I held those views as an arrogant seventeen-year old when Dr Annie Warburton (Chief Music Examiner) prescribed this symphony for compulsory detailed study for A level Music. Dr Annie must have joined the Great Majority by now and as you can see, my arrogance has not diminished –at least as far as the Second is concerned.  I would like to be able to tell you how wrong I was as a teenager, but last night’s performance only affirmed the vacuousness of the original encounter.

And before you put this down to the hatred of all things we were made to study in school, let me throw that concept out of the window too: around this time, Mr Crick (the music master) introduced me to the Ravel Quartet, a work with which I have ever since been living, with increasing understanding and pleasure.

As always, the Orchestra and Antonio Pappano delivered this junk perfectly. Had there been anything to be redeemed, it would have been redeemed: the wind players were beautifully poised and pitched in the Larghetto and singled out for applause by the maestro. The vaguely pastoral air had a soporific effect on the audience, who only wakened up to offer some polite applause at the end. This movement doesn’t sound as though it is by the same composer as the Sixth, who in the later symphony would find some memorable expression from the genre.

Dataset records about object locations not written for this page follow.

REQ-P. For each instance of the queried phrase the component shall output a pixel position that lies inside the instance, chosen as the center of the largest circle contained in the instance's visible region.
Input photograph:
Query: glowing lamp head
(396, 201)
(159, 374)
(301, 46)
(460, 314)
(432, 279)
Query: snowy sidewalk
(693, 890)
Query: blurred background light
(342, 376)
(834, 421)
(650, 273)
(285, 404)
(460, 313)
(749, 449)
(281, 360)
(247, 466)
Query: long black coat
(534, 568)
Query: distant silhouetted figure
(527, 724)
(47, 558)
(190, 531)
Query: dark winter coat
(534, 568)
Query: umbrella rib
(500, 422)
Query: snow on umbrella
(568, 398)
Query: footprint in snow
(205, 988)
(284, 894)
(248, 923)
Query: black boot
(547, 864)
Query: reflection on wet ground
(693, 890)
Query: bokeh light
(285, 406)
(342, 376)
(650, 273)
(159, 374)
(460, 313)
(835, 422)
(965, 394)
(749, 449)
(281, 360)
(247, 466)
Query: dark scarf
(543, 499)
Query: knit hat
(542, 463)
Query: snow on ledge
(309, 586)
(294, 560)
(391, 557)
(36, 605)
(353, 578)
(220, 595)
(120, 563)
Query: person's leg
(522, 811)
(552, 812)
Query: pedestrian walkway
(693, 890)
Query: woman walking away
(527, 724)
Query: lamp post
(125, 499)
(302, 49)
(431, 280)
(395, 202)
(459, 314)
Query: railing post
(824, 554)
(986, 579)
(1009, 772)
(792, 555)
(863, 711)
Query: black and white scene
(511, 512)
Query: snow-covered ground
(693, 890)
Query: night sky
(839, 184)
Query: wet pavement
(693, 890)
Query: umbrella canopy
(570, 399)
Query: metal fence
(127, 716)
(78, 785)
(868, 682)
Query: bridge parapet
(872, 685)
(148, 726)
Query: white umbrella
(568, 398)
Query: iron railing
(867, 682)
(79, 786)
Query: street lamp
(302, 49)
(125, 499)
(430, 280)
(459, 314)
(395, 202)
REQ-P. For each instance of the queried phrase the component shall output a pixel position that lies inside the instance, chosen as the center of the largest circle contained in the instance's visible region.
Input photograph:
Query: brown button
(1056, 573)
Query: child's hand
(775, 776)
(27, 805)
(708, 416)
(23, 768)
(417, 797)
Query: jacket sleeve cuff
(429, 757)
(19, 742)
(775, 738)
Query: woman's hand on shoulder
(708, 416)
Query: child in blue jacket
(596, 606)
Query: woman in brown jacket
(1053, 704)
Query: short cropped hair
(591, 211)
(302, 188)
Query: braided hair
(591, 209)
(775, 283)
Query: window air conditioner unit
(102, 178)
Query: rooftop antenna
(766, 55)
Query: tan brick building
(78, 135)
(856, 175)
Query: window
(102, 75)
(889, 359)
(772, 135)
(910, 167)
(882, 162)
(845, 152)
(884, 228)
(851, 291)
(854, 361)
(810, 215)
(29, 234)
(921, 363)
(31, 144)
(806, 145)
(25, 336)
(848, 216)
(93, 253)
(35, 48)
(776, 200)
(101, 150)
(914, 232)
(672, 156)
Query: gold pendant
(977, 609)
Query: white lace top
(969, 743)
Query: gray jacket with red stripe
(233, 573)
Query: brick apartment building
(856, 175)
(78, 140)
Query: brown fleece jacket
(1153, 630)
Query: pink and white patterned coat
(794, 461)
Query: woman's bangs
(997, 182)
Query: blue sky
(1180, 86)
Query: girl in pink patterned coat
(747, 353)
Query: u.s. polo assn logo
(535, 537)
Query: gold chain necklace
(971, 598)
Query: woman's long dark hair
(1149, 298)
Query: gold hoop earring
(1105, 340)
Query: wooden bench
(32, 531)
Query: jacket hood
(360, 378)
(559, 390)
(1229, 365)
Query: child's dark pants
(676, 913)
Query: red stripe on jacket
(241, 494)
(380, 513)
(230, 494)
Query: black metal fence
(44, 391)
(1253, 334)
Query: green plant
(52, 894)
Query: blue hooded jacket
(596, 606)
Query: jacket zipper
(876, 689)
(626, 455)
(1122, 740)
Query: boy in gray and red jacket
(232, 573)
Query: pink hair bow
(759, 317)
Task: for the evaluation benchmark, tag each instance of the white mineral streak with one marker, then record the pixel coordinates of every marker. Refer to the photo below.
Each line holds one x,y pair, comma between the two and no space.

Vacuousness was also up for the grabs with Spontini’s overture to his opera, Olympie, the concert’s opening.  Maestro Pappano is presenting the Beethoven symphonies with either one of Beethoven’s contemporaries or our own. Clearly, Gaspare Spontini (1774 – 1851) comes into the first category. He scored a great success with his opera in Paris, La Vestale, which is still worth a revival, but only if you have a soprano of the calibre of Callas to carry the work. Olympie had some success in Berlin at the end of Spontini’s career. It has rarely been performed since that premiere.  And if the opera is as uneventful as its overture that is a good enough reason for its neglect.

Cliché of a different order was up for our attention after the interval, with the Beethoven Fifth. All over-performed works are rendered meaningless by their repetition. But sometimes a performer will come along who will manage to breath life into music which has been hacked to death. Just think of Percy Grainger with the Grieg Concerto or Joshua Bell with the Mendelssohn. The grotesquely hackneyed music suddenly becomes alive with a Resurrection flooding our ears.

Antonio Pappano did just this with the Beethoven Fifth. There was an extraordinary veil of mystery over the opening bars, not the usual bash-your-brains-out blood and thunder of the cliché. From there, the maestro built up some arresting musical architecture, through  the simple lyricism of the second and the mountain-building of the third and fourth movements.  Resurrection!  I’ve been wrong about this symphony!  I felt much like the British Ambassador to Moscow, who at the end of the Russian premiere of Walton’s cello concerto, turned to Sir William and said, Hey, this is not bad: have you written anything else?